The unique thing about this flu season is that seasonal flu has been almost non-existent — shoved aside by H1N1.
Dr. David Persse is the Public Health Authority for the City of Houston. He says health officials are concerned this may be a lull before another wave of H1N1 hits.
"Flus are notoriously difficult to predict, but if you look back at history when we've had pandemics before and you look at the timing of when they began — when the first wave hit, based on that we should expect that we'll probably have a third wave this spring."

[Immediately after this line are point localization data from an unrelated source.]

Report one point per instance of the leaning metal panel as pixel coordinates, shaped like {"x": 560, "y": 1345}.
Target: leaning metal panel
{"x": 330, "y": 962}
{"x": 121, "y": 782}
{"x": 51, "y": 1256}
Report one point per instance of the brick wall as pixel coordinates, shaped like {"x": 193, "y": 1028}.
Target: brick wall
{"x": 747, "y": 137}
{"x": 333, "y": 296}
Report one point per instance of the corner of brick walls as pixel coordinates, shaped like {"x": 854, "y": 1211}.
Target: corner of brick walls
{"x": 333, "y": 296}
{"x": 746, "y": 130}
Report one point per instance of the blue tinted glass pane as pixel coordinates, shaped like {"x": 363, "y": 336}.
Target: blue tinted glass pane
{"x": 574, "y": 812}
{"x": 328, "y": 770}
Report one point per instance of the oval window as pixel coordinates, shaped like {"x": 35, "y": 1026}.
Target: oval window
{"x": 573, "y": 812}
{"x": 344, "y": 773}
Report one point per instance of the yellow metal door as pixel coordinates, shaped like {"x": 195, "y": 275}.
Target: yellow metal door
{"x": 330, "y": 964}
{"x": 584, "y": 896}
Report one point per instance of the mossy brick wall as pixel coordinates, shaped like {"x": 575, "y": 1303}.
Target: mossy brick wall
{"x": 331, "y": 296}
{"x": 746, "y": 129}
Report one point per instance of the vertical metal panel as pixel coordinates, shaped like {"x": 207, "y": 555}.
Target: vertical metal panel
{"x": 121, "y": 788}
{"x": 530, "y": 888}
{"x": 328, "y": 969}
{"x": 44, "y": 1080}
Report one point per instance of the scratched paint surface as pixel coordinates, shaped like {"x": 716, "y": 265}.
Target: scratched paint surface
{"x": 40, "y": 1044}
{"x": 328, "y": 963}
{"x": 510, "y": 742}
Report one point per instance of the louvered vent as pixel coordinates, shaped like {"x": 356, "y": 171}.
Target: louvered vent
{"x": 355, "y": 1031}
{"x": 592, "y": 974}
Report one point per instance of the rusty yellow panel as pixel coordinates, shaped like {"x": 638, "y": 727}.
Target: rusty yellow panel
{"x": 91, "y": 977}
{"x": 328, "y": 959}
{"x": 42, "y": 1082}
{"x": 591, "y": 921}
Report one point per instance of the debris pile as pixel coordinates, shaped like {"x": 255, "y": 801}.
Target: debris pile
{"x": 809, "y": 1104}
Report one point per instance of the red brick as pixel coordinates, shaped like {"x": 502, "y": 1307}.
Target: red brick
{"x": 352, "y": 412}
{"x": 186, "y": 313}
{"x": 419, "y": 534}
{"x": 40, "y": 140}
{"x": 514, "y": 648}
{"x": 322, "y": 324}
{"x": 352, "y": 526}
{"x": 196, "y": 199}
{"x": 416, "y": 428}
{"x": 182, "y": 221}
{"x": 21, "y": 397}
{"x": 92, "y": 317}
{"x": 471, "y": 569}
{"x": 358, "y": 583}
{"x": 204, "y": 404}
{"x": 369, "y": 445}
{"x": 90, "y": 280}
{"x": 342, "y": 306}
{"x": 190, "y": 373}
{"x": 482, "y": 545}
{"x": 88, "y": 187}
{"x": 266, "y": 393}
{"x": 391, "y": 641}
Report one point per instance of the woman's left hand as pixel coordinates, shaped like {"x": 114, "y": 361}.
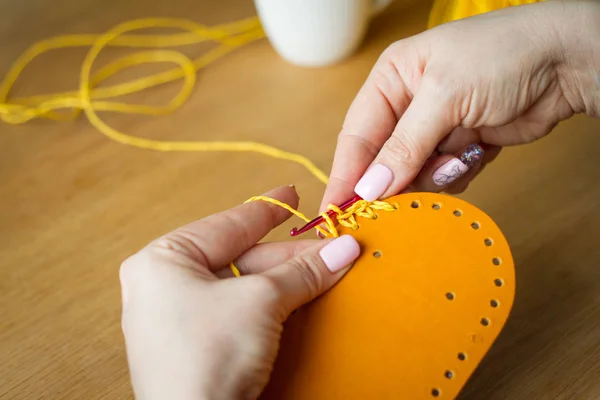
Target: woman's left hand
{"x": 192, "y": 330}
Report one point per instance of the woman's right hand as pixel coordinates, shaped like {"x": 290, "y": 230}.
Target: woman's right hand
{"x": 498, "y": 79}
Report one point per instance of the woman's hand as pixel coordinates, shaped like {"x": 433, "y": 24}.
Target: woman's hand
{"x": 192, "y": 330}
{"x": 498, "y": 79}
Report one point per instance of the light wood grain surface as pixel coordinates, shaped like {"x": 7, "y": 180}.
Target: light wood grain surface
{"x": 73, "y": 204}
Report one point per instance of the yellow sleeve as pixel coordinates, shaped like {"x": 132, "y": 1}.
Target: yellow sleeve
{"x": 450, "y": 10}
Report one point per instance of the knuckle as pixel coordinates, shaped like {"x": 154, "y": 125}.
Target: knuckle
{"x": 130, "y": 269}
{"x": 308, "y": 270}
{"x": 402, "y": 150}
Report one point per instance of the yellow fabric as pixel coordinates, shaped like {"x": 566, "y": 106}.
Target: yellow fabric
{"x": 90, "y": 98}
{"x": 451, "y": 10}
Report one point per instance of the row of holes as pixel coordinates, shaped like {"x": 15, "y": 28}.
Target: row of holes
{"x": 498, "y": 282}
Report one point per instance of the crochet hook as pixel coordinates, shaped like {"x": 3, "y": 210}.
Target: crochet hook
{"x": 320, "y": 220}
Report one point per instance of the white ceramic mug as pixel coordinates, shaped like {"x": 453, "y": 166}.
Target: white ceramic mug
{"x": 316, "y": 32}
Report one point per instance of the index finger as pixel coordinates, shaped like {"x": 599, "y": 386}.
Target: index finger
{"x": 219, "y": 239}
{"x": 370, "y": 121}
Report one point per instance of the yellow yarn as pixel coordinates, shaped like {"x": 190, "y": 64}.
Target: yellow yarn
{"x": 90, "y": 99}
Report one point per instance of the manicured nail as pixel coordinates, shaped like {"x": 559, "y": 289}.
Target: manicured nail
{"x": 374, "y": 182}
{"x": 449, "y": 172}
{"x": 456, "y": 167}
{"x": 340, "y": 253}
{"x": 471, "y": 155}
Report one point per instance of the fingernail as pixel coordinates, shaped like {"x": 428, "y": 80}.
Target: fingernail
{"x": 374, "y": 182}
{"x": 449, "y": 172}
{"x": 340, "y": 253}
{"x": 471, "y": 155}
{"x": 456, "y": 167}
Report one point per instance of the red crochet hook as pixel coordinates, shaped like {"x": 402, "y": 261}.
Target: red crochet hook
{"x": 320, "y": 220}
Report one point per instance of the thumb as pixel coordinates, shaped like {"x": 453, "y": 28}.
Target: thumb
{"x": 313, "y": 272}
{"x": 427, "y": 120}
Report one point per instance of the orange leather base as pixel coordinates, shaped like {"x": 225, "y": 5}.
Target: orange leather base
{"x": 415, "y": 315}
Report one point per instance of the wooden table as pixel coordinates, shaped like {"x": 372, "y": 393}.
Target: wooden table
{"x": 74, "y": 204}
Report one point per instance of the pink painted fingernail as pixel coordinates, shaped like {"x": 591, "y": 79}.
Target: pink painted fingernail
{"x": 374, "y": 182}
{"x": 340, "y": 253}
{"x": 449, "y": 172}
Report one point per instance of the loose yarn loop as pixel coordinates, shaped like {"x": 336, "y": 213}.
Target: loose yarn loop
{"x": 90, "y": 98}
{"x": 347, "y": 217}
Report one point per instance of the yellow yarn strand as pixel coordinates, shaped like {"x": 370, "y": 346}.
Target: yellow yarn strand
{"x": 90, "y": 98}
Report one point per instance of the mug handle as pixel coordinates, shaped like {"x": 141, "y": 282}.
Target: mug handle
{"x": 378, "y": 6}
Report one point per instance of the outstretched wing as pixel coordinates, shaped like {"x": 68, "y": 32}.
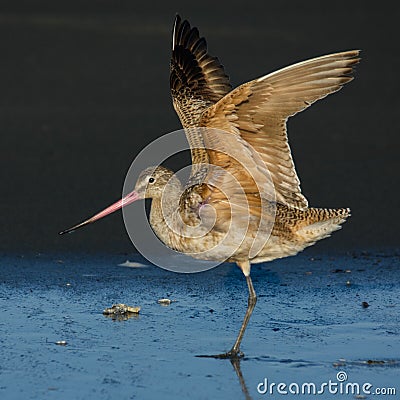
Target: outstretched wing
{"x": 197, "y": 79}
{"x": 257, "y": 112}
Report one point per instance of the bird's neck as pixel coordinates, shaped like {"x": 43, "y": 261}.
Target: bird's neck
{"x": 161, "y": 215}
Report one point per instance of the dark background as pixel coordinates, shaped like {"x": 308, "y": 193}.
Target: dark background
{"x": 84, "y": 86}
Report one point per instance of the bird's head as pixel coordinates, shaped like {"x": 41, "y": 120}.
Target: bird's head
{"x": 150, "y": 185}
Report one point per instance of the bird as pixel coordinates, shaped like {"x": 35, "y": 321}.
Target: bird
{"x": 242, "y": 202}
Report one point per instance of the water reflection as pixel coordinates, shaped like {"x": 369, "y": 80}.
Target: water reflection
{"x": 236, "y": 366}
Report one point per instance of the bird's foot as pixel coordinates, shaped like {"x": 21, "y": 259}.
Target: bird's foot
{"x": 230, "y": 355}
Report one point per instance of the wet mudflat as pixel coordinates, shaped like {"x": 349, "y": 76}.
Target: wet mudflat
{"x": 316, "y": 316}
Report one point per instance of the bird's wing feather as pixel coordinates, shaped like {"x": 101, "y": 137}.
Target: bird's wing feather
{"x": 197, "y": 81}
{"x": 257, "y": 112}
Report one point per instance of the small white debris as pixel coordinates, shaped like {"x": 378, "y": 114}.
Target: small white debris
{"x": 132, "y": 264}
{"x": 119, "y": 309}
{"x": 164, "y": 302}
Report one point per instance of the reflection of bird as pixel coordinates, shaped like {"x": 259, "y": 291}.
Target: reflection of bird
{"x": 253, "y": 120}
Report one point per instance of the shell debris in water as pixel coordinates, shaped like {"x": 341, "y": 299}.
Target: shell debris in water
{"x": 164, "y": 302}
{"x": 119, "y": 309}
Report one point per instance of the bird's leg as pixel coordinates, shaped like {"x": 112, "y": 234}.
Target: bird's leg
{"x": 251, "y": 303}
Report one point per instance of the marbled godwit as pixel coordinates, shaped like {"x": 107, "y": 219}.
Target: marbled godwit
{"x": 254, "y": 114}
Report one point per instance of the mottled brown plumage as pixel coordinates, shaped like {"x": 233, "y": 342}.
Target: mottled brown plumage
{"x": 243, "y": 201}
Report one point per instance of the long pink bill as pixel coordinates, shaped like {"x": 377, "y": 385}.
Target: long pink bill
{"x": 128, "y": 199}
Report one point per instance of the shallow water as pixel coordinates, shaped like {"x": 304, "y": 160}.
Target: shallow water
{"x": 308, "y": 325}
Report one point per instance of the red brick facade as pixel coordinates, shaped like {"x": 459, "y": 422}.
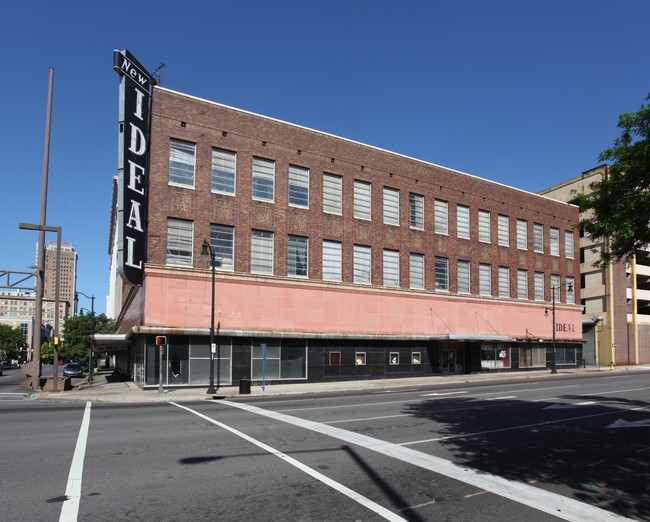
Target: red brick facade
{"x": 210, "y": 125}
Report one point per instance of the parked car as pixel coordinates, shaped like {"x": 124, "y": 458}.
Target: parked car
{"x": 72, "y": 370}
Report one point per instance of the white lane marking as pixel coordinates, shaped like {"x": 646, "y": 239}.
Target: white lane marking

The difference this time is there is plenty of vaccine for everyone, not just those in the priority groups.
"The city health department has plenty at all of our clinics. We understand from our partners in the community that doctors' offices have quite a bit available. And certainly we're seeing the signs up at all your neighborhood pharmacies and the supermarkets that have pharmacies in them that they're still advertising that they've got vaccine available. So it looks like there's quite a bit available."
Persse says everyone who can be vaccinated should be vaccinated, not only for your own protection, but for the people around you.
"Everybody who has contracted the flu, been admitted to the hospital and died, tragically they caught that flu from somebody else."
All City of Houston health clinics offer the H1N1 vaccine free of charge to Houston residents. Private clinics and pharmacies also administer the vaccine, usually for a charge between $10 and $20.